Vanessa Redgrave plays the "present-day" (1923) Clarissa Dalloway, with Natascha McElhone handling the young Clarissa in the flash-back sequences. Redgrave also narrates a lot of the movie, in an attempt to get the book's stream-of-consciousness feeling. This mostly works, but Redgrave has a very languid tone, especially early on, and her often repeated "flowers for my party" hovers very close to self-parody. (I expect that viewers who are not already familiar with the novel, or sympathetic to Clarissa, will lose interest entirely.) As in the book, the movie is the story of one day in Clarissa's life, as she prepares for and then gives a party in her home. Interwoven with that are her memories of an earlier time in her life (I'd estimate about forty years before, when she was in her late teens), at a country house -- from internal evidence, probably a visit of about a week or two.
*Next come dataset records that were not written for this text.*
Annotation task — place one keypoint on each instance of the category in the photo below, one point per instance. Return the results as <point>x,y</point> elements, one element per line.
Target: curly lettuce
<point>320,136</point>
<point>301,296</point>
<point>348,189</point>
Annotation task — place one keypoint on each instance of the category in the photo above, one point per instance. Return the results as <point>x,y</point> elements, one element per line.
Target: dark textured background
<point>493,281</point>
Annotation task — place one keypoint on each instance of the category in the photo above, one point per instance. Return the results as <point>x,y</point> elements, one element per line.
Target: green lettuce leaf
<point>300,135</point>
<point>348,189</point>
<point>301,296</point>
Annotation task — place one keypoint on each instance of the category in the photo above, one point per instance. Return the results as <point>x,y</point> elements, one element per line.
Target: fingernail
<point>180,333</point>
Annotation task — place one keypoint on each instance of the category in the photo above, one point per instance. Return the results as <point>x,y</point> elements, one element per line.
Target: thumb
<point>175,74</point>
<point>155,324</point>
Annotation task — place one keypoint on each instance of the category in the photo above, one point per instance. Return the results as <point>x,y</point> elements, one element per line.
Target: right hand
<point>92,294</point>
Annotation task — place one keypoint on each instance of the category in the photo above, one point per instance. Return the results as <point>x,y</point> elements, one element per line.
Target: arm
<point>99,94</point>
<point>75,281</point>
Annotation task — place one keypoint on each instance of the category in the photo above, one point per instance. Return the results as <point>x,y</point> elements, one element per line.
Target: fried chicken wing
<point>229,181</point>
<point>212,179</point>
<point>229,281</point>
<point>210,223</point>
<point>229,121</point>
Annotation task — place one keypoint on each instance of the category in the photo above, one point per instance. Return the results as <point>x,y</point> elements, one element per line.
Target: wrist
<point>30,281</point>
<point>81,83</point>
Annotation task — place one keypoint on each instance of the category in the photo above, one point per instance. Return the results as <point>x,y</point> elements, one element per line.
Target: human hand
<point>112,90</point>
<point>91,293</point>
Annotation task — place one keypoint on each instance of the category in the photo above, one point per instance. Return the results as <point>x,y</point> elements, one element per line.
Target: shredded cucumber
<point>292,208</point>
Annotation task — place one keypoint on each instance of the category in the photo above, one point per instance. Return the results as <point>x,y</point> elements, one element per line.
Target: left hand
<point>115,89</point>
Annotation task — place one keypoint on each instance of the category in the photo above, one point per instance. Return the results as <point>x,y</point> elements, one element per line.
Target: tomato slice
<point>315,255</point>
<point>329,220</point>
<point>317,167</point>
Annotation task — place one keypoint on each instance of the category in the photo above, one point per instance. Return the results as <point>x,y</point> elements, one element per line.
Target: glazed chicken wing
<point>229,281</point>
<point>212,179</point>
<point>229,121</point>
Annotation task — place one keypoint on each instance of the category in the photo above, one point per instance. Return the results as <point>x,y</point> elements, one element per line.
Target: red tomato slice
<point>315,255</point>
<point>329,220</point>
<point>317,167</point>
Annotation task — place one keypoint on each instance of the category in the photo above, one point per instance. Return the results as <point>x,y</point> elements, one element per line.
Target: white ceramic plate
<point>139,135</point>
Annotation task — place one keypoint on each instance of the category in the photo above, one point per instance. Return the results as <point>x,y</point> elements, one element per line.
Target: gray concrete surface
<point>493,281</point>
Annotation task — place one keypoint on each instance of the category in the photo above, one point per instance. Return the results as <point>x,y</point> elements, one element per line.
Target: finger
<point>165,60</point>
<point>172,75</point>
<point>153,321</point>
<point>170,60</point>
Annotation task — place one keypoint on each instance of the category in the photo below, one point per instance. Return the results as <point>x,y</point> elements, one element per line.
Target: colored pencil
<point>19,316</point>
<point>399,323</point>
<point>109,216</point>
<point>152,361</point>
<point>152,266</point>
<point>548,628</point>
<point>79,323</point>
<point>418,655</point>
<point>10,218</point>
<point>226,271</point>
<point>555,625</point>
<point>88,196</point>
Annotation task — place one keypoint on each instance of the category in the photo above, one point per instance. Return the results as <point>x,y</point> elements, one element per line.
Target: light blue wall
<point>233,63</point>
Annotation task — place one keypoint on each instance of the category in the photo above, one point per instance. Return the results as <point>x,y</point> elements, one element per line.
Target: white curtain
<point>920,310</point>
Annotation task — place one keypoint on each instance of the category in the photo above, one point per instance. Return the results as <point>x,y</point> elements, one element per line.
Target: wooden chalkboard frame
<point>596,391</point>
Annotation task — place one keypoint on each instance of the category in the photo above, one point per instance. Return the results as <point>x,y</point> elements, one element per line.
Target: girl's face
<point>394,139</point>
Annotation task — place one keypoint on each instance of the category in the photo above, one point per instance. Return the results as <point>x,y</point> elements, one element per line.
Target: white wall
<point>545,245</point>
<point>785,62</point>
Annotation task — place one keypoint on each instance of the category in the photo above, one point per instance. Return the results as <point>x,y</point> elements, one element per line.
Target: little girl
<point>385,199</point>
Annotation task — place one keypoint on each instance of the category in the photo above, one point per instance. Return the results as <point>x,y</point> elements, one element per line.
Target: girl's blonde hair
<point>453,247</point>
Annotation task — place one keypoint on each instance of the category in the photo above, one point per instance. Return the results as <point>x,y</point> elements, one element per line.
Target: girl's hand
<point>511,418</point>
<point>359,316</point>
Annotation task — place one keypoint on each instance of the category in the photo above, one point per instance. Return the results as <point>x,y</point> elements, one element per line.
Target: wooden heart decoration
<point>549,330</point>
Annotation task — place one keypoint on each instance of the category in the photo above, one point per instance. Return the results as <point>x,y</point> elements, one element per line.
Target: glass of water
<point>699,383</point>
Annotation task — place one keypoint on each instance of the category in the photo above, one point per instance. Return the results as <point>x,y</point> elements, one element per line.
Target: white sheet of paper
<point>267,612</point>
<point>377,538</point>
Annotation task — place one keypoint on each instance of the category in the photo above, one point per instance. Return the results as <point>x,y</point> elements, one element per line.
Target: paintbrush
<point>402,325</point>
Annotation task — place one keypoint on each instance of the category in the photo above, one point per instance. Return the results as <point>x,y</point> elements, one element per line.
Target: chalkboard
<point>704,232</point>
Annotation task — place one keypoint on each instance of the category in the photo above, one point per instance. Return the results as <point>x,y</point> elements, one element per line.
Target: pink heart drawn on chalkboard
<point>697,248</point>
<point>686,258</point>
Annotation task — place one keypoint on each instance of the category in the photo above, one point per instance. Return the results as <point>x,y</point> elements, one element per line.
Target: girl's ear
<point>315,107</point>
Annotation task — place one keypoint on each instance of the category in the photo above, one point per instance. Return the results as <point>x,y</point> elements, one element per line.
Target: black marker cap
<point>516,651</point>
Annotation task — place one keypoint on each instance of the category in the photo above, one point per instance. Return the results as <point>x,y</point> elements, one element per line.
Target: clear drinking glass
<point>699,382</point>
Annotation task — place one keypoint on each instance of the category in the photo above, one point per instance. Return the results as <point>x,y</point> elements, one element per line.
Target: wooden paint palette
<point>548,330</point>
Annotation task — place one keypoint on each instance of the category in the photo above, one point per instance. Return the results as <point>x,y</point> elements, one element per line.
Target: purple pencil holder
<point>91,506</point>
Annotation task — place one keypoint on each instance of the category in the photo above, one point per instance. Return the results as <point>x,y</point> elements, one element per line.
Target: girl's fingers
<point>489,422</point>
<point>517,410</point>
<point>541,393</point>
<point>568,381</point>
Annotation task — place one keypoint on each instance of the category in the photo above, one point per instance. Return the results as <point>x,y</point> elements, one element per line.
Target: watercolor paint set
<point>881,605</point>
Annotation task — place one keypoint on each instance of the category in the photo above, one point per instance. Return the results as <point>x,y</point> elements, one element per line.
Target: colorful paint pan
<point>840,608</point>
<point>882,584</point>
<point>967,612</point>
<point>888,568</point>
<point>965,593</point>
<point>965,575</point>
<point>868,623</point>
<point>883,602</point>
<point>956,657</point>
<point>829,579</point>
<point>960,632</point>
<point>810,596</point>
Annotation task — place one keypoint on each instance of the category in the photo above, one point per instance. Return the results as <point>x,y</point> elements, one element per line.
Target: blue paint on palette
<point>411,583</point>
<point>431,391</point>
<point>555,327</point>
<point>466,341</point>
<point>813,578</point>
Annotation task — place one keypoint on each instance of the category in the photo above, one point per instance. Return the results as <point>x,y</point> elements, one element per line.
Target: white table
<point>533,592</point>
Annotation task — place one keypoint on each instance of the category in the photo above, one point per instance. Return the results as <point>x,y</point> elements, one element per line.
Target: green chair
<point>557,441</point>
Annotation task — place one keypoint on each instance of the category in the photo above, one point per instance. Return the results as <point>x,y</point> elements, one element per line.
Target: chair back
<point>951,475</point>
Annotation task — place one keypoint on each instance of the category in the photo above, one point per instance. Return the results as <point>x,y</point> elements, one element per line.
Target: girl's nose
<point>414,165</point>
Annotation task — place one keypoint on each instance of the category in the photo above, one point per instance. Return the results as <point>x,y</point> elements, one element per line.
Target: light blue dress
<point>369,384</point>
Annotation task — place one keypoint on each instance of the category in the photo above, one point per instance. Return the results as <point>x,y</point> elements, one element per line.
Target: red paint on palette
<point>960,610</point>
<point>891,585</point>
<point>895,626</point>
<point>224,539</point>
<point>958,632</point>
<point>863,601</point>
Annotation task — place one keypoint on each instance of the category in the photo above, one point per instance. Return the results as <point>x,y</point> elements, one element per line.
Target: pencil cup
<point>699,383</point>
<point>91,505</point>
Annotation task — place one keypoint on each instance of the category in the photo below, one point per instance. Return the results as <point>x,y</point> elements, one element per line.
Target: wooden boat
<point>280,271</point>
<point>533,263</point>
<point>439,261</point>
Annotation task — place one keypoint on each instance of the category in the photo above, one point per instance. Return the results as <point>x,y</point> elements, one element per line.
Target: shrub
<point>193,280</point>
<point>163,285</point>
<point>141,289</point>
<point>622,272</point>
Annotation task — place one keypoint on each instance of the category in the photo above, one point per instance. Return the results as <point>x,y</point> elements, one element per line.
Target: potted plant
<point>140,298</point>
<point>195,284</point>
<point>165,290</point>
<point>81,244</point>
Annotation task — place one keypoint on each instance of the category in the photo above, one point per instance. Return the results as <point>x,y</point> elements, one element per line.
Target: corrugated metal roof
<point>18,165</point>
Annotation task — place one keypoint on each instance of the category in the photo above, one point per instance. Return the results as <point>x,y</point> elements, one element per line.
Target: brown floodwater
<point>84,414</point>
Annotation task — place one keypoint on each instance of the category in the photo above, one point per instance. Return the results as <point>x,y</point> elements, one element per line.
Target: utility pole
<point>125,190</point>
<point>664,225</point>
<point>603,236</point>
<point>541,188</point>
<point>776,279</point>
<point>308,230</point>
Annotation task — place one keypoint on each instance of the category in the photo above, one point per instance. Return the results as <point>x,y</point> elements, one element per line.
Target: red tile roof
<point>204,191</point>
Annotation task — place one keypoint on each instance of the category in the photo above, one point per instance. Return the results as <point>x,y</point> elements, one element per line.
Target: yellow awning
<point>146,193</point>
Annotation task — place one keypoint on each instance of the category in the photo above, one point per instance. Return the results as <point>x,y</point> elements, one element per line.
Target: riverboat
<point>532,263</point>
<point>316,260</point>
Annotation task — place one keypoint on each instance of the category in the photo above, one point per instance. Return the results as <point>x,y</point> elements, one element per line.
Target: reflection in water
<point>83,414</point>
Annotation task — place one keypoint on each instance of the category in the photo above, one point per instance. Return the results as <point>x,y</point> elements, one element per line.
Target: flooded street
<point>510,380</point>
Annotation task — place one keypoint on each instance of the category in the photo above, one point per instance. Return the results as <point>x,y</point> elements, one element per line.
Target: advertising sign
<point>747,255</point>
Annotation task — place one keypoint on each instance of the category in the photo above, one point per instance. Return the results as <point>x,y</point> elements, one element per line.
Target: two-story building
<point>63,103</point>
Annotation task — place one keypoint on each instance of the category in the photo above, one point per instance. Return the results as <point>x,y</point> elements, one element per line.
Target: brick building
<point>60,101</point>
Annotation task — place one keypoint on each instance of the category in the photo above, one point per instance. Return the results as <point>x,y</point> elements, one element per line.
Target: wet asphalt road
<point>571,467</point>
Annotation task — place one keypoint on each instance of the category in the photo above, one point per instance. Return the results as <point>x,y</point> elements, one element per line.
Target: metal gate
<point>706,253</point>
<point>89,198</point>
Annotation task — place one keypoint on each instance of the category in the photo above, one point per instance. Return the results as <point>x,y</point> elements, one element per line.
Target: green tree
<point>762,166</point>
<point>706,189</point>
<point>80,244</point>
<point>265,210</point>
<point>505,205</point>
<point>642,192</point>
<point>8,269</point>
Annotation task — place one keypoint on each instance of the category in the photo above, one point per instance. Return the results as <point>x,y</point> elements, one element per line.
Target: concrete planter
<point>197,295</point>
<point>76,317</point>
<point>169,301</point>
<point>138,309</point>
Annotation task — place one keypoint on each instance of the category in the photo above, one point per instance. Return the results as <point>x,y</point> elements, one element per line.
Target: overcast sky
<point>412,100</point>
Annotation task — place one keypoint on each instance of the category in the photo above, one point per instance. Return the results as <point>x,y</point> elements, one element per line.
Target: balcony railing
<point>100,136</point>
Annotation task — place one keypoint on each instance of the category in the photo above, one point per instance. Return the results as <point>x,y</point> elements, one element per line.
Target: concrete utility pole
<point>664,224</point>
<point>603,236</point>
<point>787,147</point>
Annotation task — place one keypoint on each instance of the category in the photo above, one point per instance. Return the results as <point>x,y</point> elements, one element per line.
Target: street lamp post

Clarissa's story intersects that of Septimus Warren-Smith, a young man who served with distinction in the war but who has had a very debilitating case of shell-shock come over him in the past few months. Septimus and Clarissa never actually meet, but their stories intertwine around each other -- the movie shows this well, and is good at switching from one story to the other. (The only place where this doesn't work, I thought, was in the choice of starting the movie with a short scene of Septimus in the trenches -- this is Mrs. Dalloway, not Sgt. Warren-Smith.)
As I said, the ending is particularly fine (reminiscent of John Huston's magnificent The Dead, I thought), though the movie feels longer than its ninety-seven minutes, so some viewers might not have the patience to make it that far. It's probably mostly a movie for fans of the novel -- or of slow-paced movies about emotional states and personal interactions in general -- but it's quite good of its kind. I'm now seriously thinking of re-reading the novel, which is some kind of recommendation for the movie.
1 comment:
I had forgotten all about this one and had no plans to see it . now I'll have to check it out on DVD!